Setelah membalas salam penulis dan rombongan, Ummi Wardah yang merupakan istri pertama Santoso menyilakan rombongan masuk dan duduk di ruang tamu. Terlihat anak-anak Ummi Wardah sedang menonton siaran kartun di televisi layaknya anak seusianya.
”Saya masih bertemu teman-teman kecil saya yang Hindu dan Kristen. Saya biasa belanja di warung milik teman masa kecil yang berasal dari keluarga Kristen. Mereka tinggal di tepi jalan raya trans-Sulawesi,” kata Ummi Wardah menceritakan kesehariannya yang membuka warung kecil di rumahnya.
Di sepanjang jalur trans-Sulawesi dari Parigi Moutong-Poso-Tentena di dekat Danau Poso dan juga seantero wilayah Sulawesi Tengah, sejatinya hidup bersama antarsuku dan agama menjadi bagian keseharian dan realitas hidup. Warga asli memeluk agama Islam atau Kristiani. Sementara warga transmigran ada yang memeluk agama Islam, Kristen, Katolik, atau Hindu.

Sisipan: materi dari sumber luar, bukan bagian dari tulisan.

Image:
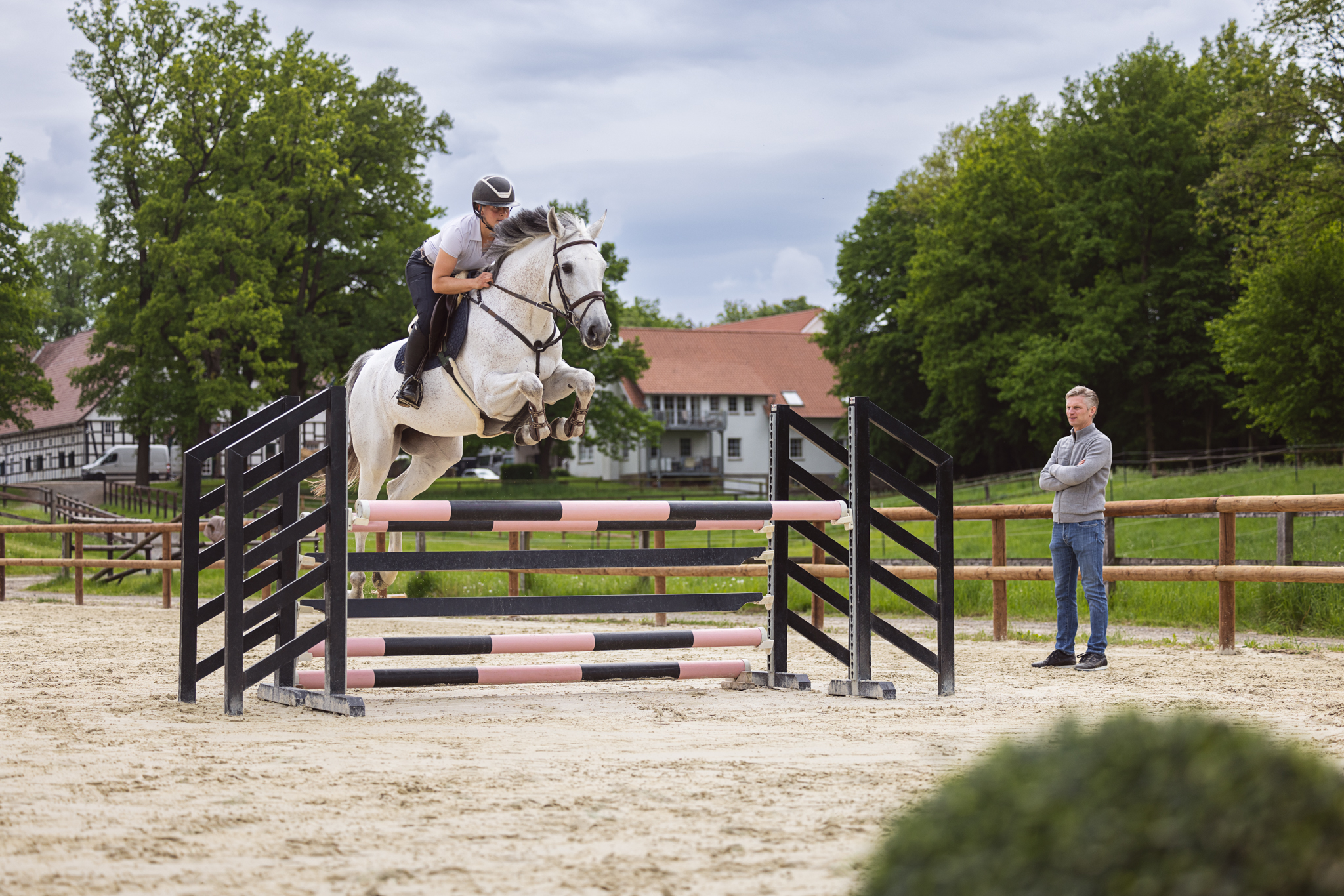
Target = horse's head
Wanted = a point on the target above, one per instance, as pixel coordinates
(578, 270)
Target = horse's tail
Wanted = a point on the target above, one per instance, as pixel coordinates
(351, 458)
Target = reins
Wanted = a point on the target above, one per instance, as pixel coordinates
(570, 312)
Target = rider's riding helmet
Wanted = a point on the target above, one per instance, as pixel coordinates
(492, 190)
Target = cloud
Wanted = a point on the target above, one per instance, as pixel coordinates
(722, 137)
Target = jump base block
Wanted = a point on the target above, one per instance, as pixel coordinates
(781, 680)
(342, 704)
(872, 689)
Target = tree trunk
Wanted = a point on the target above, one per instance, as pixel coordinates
(1148, 429)
(143, 457)
(1209, 438)
(543, 458)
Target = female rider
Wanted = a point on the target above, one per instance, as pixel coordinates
(429, 273)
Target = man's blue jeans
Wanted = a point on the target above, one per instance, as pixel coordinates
(1073, 547)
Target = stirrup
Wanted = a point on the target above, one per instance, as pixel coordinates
(411, 393)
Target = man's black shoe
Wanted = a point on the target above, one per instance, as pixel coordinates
(410, 394)
(1055, 659)
(1092, 662)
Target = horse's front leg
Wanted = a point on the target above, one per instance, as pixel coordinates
(570, 379)
(505, 396)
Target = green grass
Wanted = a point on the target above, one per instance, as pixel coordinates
(1264, 607)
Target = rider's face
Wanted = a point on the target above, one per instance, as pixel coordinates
(495, 214)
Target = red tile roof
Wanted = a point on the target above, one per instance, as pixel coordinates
(789, 323)
(57, 360)
(724, 360)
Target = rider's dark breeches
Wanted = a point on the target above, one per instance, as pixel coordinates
(420, 278)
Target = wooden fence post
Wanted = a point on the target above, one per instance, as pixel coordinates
(1284, 556)
(1109, 554)
(167, 555)
(78, 570)
(513, 577)
(819, 606)
(1227, 590)
(381, 546)
(660, 582)
(999, 558)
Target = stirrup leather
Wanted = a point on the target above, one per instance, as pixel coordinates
(411, 393)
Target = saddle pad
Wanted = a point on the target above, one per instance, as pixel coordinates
(430, 363)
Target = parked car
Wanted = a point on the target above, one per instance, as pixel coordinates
(120, 462)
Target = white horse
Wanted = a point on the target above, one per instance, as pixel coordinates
(542, 261)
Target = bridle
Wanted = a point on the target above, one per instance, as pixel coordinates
(569, 312)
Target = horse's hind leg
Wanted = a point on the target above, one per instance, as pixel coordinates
(375, 453)
(430, 457)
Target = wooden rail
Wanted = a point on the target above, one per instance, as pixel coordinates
(1227, 574)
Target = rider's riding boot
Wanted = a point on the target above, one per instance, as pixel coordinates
(413, 391)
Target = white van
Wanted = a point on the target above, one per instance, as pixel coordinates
(120, 462)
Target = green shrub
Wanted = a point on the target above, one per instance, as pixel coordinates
(1185, 805)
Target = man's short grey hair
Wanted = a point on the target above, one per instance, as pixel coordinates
(1086, 393)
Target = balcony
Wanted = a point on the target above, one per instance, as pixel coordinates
(704, 421)
(688, 465)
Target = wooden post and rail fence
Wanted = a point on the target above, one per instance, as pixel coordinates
(1226, 571)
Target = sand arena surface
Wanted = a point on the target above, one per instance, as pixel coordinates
(109, 786)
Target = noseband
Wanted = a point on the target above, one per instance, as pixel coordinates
(569, 314)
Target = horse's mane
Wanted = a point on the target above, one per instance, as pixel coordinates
(522, 228)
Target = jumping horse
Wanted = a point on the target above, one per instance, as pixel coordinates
(505, 374)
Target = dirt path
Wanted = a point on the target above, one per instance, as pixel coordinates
(108, 785)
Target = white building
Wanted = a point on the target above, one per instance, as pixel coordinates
(66, 437)
(713, 388)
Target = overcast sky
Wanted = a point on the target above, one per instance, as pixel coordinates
(732, 143)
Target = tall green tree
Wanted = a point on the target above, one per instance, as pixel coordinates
(124, 77)
(1141, 277)
(982, 283)
(22, 383)
(270, 216)
(873, 354)
(1286, 339)
(68, 255)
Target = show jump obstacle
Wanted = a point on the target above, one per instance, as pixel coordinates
(277, 480)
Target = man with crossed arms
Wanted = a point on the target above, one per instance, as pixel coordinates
(1077, 473)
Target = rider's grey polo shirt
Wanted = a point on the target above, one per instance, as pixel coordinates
(460, 238)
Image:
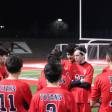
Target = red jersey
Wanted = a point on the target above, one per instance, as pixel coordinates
(80, 72)
(103, 89)
(3, 72)
(64, 82)
(52, 99)
(105, 69)
(66, 66)
(14, 94)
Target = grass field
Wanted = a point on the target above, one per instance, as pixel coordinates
(35, 74)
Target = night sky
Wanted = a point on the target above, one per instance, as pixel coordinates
(37, 15)
(26, 14)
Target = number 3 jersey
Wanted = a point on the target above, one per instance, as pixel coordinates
(103, 89)
(52, 99)
(15, 96)
(84, 73)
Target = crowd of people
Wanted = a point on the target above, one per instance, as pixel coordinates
(65, 85)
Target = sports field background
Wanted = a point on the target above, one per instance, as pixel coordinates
(31, 73)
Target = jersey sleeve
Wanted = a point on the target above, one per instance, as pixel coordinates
(70, 103)
(89, 74)
(41, 82)
(95, 94)
(33, 105)
(26, 93)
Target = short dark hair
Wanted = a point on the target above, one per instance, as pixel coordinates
(3, 51)
(70, 48)
(14, 63)
(81, 49)
(53, 72)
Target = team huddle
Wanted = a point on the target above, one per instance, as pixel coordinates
(65, 85)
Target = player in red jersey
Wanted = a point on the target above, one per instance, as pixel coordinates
(15, 95)
(3, 56)
(70, 57)
(52, 98)
(82, 74)
(64, 82)
(103, 86)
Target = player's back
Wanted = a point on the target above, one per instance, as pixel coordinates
(14, 95)
(104, 85)
(52, 99)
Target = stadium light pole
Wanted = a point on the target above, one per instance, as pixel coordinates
(80, 19)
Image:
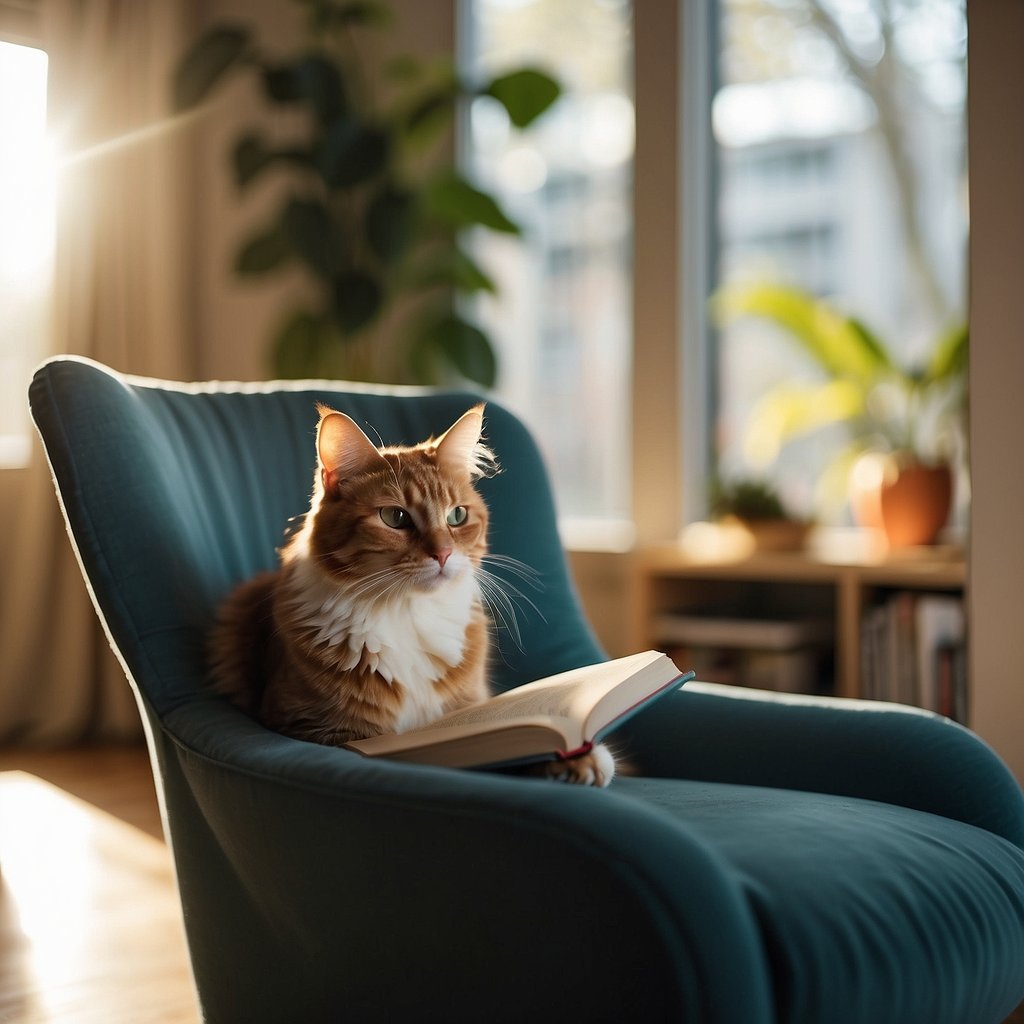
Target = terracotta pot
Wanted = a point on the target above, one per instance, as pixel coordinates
(913, 503)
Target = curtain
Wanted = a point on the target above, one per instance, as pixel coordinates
(120, 298)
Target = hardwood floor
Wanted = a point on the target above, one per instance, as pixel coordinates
(117, 779)
(90, 924)
(111, 949)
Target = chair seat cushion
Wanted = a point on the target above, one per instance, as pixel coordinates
(869, 912)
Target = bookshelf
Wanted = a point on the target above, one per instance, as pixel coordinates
(823, 597)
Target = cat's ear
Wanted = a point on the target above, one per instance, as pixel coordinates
(461, 450)
(343, 449)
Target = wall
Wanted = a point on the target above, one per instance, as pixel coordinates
(233, 320)
(996, 553)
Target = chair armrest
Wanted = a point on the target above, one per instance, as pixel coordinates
(865, 749)
(456, 882)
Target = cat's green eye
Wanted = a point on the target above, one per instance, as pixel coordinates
(395, 517)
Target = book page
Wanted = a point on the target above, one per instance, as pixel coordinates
(569, 694)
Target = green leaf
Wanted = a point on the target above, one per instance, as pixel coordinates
(432, 112)
(466, 347)
(357, 299)
(262, 253)
(389, 222)
(455, 201)
(842, 346)
(455, 269)
(249, 159)
(312, 233)
(525, 94)
(791, 411)
(327, 15)
(351, 153)
(299, 346)
(313, 78)
(207, 61)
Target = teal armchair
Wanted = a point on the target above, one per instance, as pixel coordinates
(773, 861)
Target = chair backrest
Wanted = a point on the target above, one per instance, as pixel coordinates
(175, 493)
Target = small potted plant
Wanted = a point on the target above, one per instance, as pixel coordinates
(755, 507)
(903, 419)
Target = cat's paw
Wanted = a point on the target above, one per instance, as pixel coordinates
(597, 767)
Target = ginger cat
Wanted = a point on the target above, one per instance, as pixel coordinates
(375, 621)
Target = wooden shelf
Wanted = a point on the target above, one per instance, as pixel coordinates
(818, 583)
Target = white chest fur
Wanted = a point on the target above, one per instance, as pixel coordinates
(410, 638)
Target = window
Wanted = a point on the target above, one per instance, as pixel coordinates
(27, 213)
(561, 321)
(839, 140)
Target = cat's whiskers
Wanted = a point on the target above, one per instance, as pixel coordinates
(504, 600)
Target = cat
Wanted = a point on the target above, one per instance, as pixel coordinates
(375, 620)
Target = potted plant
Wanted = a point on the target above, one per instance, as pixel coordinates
(755, 507)
(374, 207)
(905, 419)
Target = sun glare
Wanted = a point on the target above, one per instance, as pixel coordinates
(27, 212)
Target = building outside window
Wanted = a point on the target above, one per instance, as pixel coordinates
(561, 322)
(833, 160)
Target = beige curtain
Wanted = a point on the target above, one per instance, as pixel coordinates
(120, 298)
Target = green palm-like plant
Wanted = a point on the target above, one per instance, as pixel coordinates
(373, 211)
(884, 404)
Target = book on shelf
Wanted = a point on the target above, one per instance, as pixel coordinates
(913, 651)
(555, 718)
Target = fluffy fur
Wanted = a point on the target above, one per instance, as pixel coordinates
(375, 620)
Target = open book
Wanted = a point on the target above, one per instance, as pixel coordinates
(559, 717)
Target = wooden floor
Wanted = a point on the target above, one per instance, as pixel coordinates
(99, 940)
(90, 925)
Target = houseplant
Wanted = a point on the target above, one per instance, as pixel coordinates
(374, 207)
(755, 506)
(908, 419)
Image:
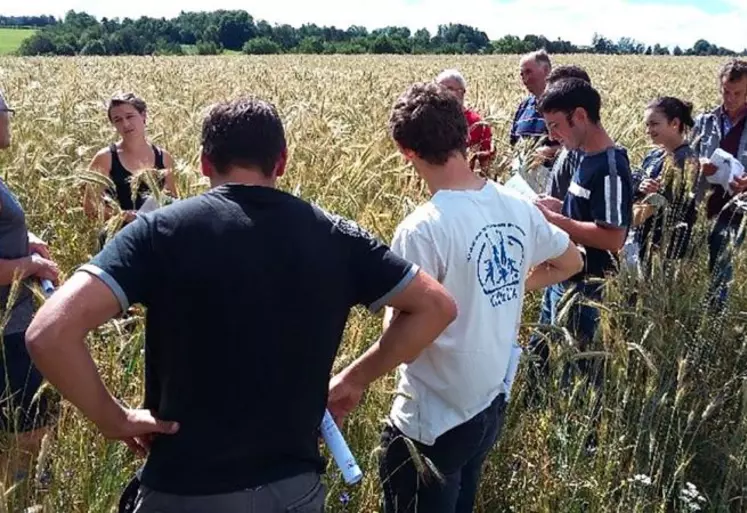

Baca juga : ”Mission Impossible” dalam Kecelakaan Pesawat Lion Air
Ketika ditanya tentang pendidikan anak-anaknya, Ummi Wardah mengaku mengirim mereka belajar ke sebuah pesantren. Namun, dia tidak menyekolahkan anak-anaknya ke jaringan pesantren mainstream, seperti Pondok Pesantren (Ponpes) Gontor ataupun jaringan ponpes milik Yayasan Al Khairat yang memiliki jaringan luas dan aktif dalam gerakan perdamaian di Sulawesi Tengah.
”Bukan ke pesantren-pesantren itu,” kata Ummi Wardah yang ditinggal pergi oleh Santoso sejak tahun 2012.
Perwira TNI yang mendampingi penulis kemudian menjelaskan, jejaring keluarga eks MIT ataupun aktivis MIT memiliki komunitas tersendiri yang eksklusif, tidak membaur dengan komunitas pesantren pada umumnya.
Ketika diajak bicara tentang para tokoh Islam, termasuk teladan-teladan dari Wali Songo dan Sunan Kalijaga, Ummi Wardah menyatakan tidak tahu dan tidak mengenal tokoh-tokoh tersebut. Dia pun enggan bercakap lebih lanjut tentang Wali Songo yang secara umum dikenal masyarakat Muslim tradisional, terutama di kalangan komunitas Muslim Jawa.
Percakapan kemudian berlanjut seputar hal-hal ringan tentang anak-anak dan pergaulannya dengan lingkungan sekitar. Perwira TNI yang mendampingi penulis menceritakan, para personwl militer yang bertugas di Poso harus membangun hubungan baik demi meraih kepercayaan, baik dari keluarga anggota teroris MIT maupun masyarakat biasa yang takut nyawanya terancam.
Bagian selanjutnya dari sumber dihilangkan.